“Beau!” she squeals, sitting bolt upright and bouncing up and down on the mattress. “You’re back!”
Behind me, I hear Nurse Marion tut, and I close the door firmly in her face before going to sit on the edge of Arabella’s bed.
“I promised you I’d read you a bedtime story, didn’t I?”
“Yes,” she says, “but sometimes grown-ups make promises that they don’t keep.”
“Me?” I say, pointing to my chest. “Do I do that?”
Arabella thinks for a moment, hugging her teddy bear close to her chest. “No,” she says. “You don’t do that.”
“Exactly,” I tell her. “Now, what are we reading?” I turn, searching for the bookcase.
“Make one up,” she requests.
I groan. “You know I’m no good at that, Hells Bells.”
“Please,” she says, and then, with a twinkle in her eye that reminds me a lot of Dray (the shifter has had way too much influence on my little sister), adds, “Tell me a story about you and the pretty girl.”
“Briony?” I say.
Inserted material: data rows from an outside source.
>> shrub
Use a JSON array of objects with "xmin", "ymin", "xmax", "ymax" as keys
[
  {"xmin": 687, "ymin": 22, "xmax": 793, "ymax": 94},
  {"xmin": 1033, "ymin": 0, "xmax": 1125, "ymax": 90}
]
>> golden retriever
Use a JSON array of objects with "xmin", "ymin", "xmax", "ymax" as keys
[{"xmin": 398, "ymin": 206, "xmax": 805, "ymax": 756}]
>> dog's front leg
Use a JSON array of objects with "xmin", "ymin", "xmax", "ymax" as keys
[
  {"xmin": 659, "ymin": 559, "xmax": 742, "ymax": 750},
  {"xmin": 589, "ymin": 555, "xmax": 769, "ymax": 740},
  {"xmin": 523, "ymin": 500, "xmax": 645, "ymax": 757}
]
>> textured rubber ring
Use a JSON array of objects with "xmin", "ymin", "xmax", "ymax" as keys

She nods. “You like her?”
“Yes,” she says. “She’s really pretty.”
“And kind,” I add. “And funny. And very brave.”
Arabella nods like this is obvious and rolls back down, her head sinking into the pillow as she pops her thumb into her mouth and sucks.
I sweep the hair back from her forehead. “Would you like to know the story of how I met Briony?” I ask.
“Is it boring?” she asks around her thumb.
“It was the very first day I arrived at the academy,” I tell her. “When you arrive, all the young people from the other Quarters–”
“Iron, Granite, and Slate?” Arabella says.
“That’s right,” I reply. “They all arrive by train from all over the realm, and we’re all made to gather on the train platform, waiting for the Empress to address us. I was standing on that platform, and I spotted this girl right at the very end of the other line.”
“Briony,” Arabella says.
“Briony,” I tell her. “And, apart from you, she was the most beautiful girl I’d ever seen. And I knew I had to talk to her.”
I tell her how I chased Briony through the fog, leaving out some of the details. But Arabella’s not really interested in any of that – she wants to know about the dragon. So I tell her the story of the egg, and the very first time Briony rode the dragon up in the sky above the academy’s forest.
Arabella’s eyes start to drift closed, and her thumb slips from her mouth. I kiss her forehead, smooth the covers around her little body, and then tiptoe from the room.
Nurse Marion is sitting in one of the armchairs in the main room of the apartment, her knitting needles clicking together in the silence.
“She’s asleep,” I tell her.
“She’ll be demanding stories every night for the next week,” Marion says.
“Then read them to her,” I tell her, glaring at the old woman.
She lowers her knitting into her lap. “Who’s the girl?” she asks me.
“I’m sure you know, Marion.”
“Your thrall?” I nod. “And a lumomancer?” I nod again.